CIPN can be long-lasting and debilitating for a patient and, therefore, disrupt quality of life. It can also potentially lead to dose reduction and, in some cases, discontinuation of the agent causing the CIPN.
Chemotherapy-induced peripheral neuropathy (CIPN) occurs fairly frequently in patients. It is most often associated with treatment with paclitaxel.
CIPN can be long-lasting and debilitating for a patient and, therefore, disrupt quality of life. It can also potentially lead to dose reduction and, in some cases, discontinuation of the agent causing the CIPN.
However, a new study published in Journal of the National Cancer Institute shows multivitamin use may be associated with reduced risk of CIPN.
A team of researchers from across the United States identified a cohort of women with breast cancer receiving paclitaxel as part of a clinical trial (SWOG 0221). They examined their use of dietary supplements before diagnosis and during treatment.
Supplement use was evaluated in relation to CIPN, which was assessed by completing the National Cancer Institute Common Terminology Criteria for Adverse Events and the self-reported Functional Assessment of Cancer Therapy/Gynecologic Oncology Group Neurotoxicity subscale.

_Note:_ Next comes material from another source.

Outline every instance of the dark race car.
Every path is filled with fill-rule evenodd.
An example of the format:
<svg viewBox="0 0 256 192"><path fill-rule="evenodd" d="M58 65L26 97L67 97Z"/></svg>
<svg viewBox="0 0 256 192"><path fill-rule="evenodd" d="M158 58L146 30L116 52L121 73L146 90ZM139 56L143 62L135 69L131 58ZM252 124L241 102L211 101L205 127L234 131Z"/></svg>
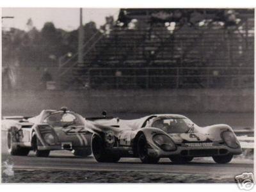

The study examined 1,225 women, who were asked to complete questionnaires at the time of their breast cancer diagnosis. A second questionnaire, given 6 months later, assessed supplement use in relation to CIPN during paclitaxel treatment.
Researchers determined that multivitamin use before diagnosis was associated with reduced symptoms of CIPN. Use during treatment was marginally inversely associated with CIPN. Other supplement use, either before diagnosis or during treatment, was not significantly associated with CIPN.
Multivitamin use may be associated with reduced risk of CIPN, although individual dietary supplement use did not appreciably affect risk, according to the study authors.
They also note that use of multivitamins could reflect other behaviors that were not examined, such as good nutrition, which may cause or contribute to a reduction in CIPN.
The researchers recommend prospective randomized trials of vitamin supplementation, and note that recommendations for supplement use or changes in clinical practice are not warranted based on the results of their study.